I have several breeding pair's purchased from both companies and I know they work to fill the needs of their customers as best they can. Saurian sells matched pair's both confirmed breeding pair as well as matched male and female pair.

Best of luck!
Charlie


----------



## Jace King (May 5, 2004)

I am very curious about Tesoros De Columbia. Will be looking into them. Saurian is a name I remember and will be heading to their website as of this edit.


----------



## tarbo96 (Jan 12, 2006)

Jace King said:


> I am very curious about Tesoros De Columbia. Will be looking into them. Saurian is a name I remember and will be heading to their website as of this edit.


Tesoros doesn't work with pumilio, they do work with high end oophaga and other Colombian frogs.


----------



## Jace King (May 5, 2004)

Yes I just look at their website and saw the Histrionica. These frogs were holy grail frogs , back when I was a collector. I never actually knew anybody that had any breeding though. I never saw them in person. As such I am not really familiar with their behavior in the same way I understand pumilio ( or at least the pumilio I worked with).

They do not seem ready to ship out which is great cause I am not ready to pull the trigger yet either. It really just added another option to my already hard list of options.


----------



## srrrio (May 12, 2007)

Jace King said:


> Point me in the direction of source where I can get 6-10 specimen of any pumilio and I will consider it. .





Jace King said:


> Its really so much to consider. I need to make sure I get it right.

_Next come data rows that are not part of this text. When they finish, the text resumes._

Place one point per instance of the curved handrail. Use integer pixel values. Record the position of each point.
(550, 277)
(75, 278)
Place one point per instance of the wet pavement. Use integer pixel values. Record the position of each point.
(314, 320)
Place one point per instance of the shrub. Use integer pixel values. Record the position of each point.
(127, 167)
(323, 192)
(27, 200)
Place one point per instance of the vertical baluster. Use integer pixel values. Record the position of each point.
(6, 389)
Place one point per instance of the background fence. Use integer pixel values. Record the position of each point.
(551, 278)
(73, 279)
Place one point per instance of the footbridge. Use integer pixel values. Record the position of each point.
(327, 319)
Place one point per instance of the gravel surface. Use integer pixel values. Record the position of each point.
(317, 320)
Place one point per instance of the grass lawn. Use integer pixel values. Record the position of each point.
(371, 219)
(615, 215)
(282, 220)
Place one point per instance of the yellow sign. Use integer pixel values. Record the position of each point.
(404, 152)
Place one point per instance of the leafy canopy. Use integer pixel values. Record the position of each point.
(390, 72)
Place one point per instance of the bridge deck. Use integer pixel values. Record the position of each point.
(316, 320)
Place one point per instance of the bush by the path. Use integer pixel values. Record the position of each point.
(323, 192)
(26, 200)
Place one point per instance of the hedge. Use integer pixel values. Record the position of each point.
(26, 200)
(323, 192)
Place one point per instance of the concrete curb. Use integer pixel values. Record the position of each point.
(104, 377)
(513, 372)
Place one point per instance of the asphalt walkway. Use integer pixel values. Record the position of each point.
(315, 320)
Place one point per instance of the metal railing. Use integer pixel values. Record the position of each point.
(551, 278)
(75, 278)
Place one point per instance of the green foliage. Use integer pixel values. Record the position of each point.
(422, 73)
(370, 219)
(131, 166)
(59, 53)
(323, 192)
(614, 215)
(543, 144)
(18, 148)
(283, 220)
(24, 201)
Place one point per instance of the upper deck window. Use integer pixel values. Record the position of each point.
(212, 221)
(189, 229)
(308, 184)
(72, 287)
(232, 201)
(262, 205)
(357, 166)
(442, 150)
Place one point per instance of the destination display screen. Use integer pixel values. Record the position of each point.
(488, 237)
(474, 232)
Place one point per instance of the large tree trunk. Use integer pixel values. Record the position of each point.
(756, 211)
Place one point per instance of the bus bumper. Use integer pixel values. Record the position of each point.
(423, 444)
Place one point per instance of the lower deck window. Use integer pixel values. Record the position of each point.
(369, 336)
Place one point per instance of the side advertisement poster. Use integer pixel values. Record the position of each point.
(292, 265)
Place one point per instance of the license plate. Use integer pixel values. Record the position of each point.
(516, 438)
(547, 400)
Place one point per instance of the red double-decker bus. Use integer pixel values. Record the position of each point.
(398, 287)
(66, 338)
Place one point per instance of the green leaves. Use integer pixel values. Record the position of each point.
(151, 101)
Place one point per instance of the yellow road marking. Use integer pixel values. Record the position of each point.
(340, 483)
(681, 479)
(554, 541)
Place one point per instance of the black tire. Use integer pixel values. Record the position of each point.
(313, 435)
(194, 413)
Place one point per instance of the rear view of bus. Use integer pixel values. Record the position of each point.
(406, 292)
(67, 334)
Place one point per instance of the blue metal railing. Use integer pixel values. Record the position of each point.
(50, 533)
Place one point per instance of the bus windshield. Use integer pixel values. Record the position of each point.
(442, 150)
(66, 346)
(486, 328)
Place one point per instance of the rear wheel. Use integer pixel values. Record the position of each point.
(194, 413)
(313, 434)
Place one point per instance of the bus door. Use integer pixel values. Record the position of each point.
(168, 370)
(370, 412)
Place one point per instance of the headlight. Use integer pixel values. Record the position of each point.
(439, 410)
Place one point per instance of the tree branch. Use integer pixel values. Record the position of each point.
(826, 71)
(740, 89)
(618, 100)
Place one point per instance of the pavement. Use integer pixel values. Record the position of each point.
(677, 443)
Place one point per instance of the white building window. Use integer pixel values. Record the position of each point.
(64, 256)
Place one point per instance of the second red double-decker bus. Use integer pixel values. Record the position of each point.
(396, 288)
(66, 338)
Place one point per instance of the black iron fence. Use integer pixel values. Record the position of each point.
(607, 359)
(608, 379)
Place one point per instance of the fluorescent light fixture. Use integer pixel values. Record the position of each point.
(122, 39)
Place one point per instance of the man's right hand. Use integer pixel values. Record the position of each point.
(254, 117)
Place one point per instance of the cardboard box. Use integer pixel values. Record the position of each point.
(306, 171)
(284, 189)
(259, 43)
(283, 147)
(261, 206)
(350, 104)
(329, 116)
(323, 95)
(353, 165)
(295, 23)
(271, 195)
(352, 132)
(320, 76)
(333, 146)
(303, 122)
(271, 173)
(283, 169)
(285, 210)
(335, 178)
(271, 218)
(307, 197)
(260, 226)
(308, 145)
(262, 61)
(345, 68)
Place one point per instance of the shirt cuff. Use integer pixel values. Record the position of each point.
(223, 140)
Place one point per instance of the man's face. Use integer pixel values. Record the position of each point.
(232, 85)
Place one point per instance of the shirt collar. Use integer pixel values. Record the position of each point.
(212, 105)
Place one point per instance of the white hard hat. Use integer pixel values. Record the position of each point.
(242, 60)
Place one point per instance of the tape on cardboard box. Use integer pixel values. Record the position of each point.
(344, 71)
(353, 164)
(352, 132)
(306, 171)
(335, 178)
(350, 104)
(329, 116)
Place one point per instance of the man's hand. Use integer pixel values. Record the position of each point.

Getting yourself to this would help with both of the above! 
http://www.dendroboard.com/forum/general-discussion/277746-american-frog-day-2016-a.html


----------



## chefboyardee (May 31, 2013)

ordered a trio of rio branco from shawn a month or so ago

he's got some healthy frogs, the male was calling within the day it arrived


----------



## oldlady25715 (Nov 17, 2007)

I got a nice trio of Branco from Shawn as well. Were breeding in quarantine bin!

I'll have 4 or 5 rambala ready to sell in about 1-2 months. most of them are too small to ship now


----------



## chefboyardee (May 31, 2013)

oldlady25715 said:


> I got a nice trio of Branco from Shawn as well. Were breeding in quarantine bin!
> 
> I'll have 4 or 5 rambala ready to sell in about 1-2 months. most of them are too small to ship now


....I might be interested in those for the new tank


----------